As a scientist, DePauw sagely reserves judgment on the whole gluten issue, saying more research is needed. He cites concerns about processed foods that need more research, but despite these concerns, DePauw is certain that wheat is here to stay. Grown in virtually every country from 60 degrees north to the southern tip of Argentina, and from sea level to 9,000 feet, wheat is an omnipresent feature of human life.

“Wheat is accounting for about 20 per cent of the calories consumed globally by humans,” DePauw said. “It’s like rice, one of the major food crops. It’s a very good source of protein, well balanced in the amino acids, and can be manufactured into a great diversity of products.”

Wheat is also highly convenient, he said, evidenced by the fact that sandwiches and burgers are the go-to convenience foods in the West, while wheat-based noodles play that role throughout Asia.

The big question is whether there will be enough wheat to go around, DePauw explained.

“The world population will be over nine billion by 2050, and to feed everyone, we will have to increase food productivity by 60 per cent—off the same or less arable land base.”

Throughout the Middle East, Northern Africa and Central Asia, there are about one billion people who consume wheat as their primary food source, he said. And in these areas, he added, climate change is causing deserts to expand by kilometres each year, cutting deep into grasslands where wheat is grown.

Meanwhile, in Canada, the cloud of climate change may have a silver lining.

“There is an opportunity for us in Canada,” he said. “There are some projections that yes, there will be much more wild weather, but the growing seasons will lengthen and some of our areas to the north will be more suitable for arable crops.”

DePaw said the real macroeconomic challenge will be stoking the economies of these poor, climate-change-stricken countries so people who are currently living on an average of $2 per day can buy Canada’s bumper grain crop.

“We’ve got to get them into the economic sphere so they can purchase our wheat,” DePauw said. “I mean we can’t give it away, it’s not sustainable.”

While this may seem an insurmou-
ntable challenge, if it is not solved, the realpolitik of empty bellies will make
the world an even more unstable place, he said.

“If we want to bring an end to what’s going on in the Middle East, we’d better be addressing that income inequality.

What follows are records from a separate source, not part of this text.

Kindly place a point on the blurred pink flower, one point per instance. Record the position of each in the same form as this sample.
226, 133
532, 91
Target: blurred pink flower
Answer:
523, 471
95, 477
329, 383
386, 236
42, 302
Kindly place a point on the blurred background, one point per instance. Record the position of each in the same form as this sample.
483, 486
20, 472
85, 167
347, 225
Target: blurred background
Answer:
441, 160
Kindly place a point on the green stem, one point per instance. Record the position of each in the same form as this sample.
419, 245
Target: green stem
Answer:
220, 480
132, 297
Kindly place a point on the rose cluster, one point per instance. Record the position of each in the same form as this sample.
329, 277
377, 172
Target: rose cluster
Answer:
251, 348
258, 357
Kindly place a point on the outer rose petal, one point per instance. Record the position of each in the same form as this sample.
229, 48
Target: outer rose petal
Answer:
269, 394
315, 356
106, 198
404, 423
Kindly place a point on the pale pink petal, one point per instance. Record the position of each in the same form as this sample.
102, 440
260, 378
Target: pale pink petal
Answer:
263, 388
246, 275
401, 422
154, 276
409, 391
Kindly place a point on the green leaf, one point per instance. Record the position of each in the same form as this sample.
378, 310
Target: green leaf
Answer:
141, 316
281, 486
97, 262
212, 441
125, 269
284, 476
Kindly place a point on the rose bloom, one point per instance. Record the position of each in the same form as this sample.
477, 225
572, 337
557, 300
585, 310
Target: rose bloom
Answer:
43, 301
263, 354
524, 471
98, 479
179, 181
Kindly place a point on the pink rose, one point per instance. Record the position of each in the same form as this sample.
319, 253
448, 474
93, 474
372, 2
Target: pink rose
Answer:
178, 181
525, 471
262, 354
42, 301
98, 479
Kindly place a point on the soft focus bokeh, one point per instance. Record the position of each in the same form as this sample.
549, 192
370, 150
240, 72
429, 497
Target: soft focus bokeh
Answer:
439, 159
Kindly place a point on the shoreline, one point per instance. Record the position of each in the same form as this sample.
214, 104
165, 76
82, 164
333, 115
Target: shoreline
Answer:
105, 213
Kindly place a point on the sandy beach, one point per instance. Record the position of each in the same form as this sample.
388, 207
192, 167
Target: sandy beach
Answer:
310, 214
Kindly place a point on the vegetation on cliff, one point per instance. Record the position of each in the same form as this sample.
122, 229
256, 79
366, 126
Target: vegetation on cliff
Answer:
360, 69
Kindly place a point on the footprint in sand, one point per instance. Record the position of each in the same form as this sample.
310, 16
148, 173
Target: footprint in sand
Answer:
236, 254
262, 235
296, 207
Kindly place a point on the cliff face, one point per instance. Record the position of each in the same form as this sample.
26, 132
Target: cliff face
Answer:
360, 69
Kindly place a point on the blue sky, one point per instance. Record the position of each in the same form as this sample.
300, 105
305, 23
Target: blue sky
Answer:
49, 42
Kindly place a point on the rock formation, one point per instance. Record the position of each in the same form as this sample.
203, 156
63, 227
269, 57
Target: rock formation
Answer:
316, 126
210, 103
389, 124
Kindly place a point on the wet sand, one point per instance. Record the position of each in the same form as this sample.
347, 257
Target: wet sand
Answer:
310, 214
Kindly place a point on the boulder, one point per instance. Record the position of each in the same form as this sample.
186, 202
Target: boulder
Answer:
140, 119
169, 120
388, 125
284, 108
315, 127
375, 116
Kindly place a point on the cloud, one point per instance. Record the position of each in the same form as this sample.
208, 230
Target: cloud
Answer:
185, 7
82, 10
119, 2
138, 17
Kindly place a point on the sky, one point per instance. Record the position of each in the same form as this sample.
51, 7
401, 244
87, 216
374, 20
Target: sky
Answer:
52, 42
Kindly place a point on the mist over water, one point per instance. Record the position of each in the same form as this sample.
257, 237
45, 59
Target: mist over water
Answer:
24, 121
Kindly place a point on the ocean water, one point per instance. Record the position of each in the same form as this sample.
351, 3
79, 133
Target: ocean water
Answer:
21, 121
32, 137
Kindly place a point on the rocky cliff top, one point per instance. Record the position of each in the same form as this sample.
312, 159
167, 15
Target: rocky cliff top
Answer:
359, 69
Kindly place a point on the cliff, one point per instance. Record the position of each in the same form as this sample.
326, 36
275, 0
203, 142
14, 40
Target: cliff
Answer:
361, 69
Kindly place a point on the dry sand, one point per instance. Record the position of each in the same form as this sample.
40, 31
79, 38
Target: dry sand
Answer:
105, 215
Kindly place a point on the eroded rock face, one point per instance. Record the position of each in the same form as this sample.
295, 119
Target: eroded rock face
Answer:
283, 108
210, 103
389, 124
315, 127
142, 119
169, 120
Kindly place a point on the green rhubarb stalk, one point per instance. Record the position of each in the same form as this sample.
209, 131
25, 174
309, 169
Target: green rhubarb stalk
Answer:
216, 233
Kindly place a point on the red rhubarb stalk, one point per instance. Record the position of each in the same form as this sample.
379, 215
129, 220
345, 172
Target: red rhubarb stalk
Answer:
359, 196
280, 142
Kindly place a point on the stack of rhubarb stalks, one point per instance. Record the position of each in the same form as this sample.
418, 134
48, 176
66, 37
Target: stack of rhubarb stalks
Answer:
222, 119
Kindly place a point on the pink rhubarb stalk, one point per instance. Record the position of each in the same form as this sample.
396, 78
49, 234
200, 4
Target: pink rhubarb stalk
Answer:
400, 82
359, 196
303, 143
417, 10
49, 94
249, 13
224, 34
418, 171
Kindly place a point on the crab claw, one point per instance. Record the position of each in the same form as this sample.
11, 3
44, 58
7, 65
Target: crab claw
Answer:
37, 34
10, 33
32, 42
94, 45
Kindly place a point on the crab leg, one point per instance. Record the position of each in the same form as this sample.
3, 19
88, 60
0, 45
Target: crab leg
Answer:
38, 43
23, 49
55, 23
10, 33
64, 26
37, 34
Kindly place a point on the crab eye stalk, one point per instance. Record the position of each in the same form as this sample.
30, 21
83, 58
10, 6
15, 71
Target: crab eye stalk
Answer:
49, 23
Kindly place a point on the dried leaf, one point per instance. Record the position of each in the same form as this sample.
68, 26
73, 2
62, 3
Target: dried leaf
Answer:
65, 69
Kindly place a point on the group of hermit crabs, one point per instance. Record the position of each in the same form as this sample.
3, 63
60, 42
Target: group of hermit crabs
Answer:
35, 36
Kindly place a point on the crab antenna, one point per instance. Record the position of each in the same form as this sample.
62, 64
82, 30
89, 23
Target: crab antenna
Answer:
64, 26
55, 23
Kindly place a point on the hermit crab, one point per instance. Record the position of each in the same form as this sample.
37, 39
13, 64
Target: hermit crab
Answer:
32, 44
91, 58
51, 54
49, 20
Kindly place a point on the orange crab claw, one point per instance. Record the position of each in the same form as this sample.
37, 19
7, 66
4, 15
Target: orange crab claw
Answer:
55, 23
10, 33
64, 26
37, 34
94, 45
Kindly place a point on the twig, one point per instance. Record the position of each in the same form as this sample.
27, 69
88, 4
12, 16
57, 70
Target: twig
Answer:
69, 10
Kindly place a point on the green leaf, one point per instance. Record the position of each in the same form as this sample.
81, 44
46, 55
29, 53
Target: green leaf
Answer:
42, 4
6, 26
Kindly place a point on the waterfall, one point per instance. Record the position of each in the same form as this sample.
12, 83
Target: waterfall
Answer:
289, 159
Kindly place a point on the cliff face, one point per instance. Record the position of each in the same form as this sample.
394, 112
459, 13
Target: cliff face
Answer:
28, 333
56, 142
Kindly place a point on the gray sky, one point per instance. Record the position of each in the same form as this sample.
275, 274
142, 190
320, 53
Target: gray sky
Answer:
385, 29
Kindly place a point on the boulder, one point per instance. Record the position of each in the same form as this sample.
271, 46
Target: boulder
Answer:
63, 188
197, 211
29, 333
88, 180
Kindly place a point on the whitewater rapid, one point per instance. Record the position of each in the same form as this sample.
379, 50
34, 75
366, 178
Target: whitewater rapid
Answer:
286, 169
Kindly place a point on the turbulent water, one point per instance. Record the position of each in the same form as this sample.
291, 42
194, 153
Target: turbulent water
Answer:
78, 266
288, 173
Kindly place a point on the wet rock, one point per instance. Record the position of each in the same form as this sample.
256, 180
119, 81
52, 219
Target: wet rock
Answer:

If we don’t address it, people are going to be doing things with guns.

“You’d almost think I was a Quaker or something,” he added with a laugh.

Though his retirement looms, DePauw’s schedule is rapidly filling up with requests to share his expertise.

“My official retirement date is going to be March 20,” he said, “but I’ll then be going down to Mexico to give some lectures, and I’ve been asked to become more involved in the Science, Spirituality and Health Research Institute in Calgary.”

For his tremendous achievements, DePauw was named to the Saskatchewan Order of Merit and is a fellow of both the Canadian Society of Agronomy and the Agricultural Institute of Canada. In 2004, he was named to the Order of Canada, being praised for his work shaping the western agricultural industry.

“He was the lead architect of an important new class of wheat,” his citation reads. “Characterized by their high protein content and resistance to disease, these cultivars rank among the world’s best and have opened new markets for farmers in Western Canada.”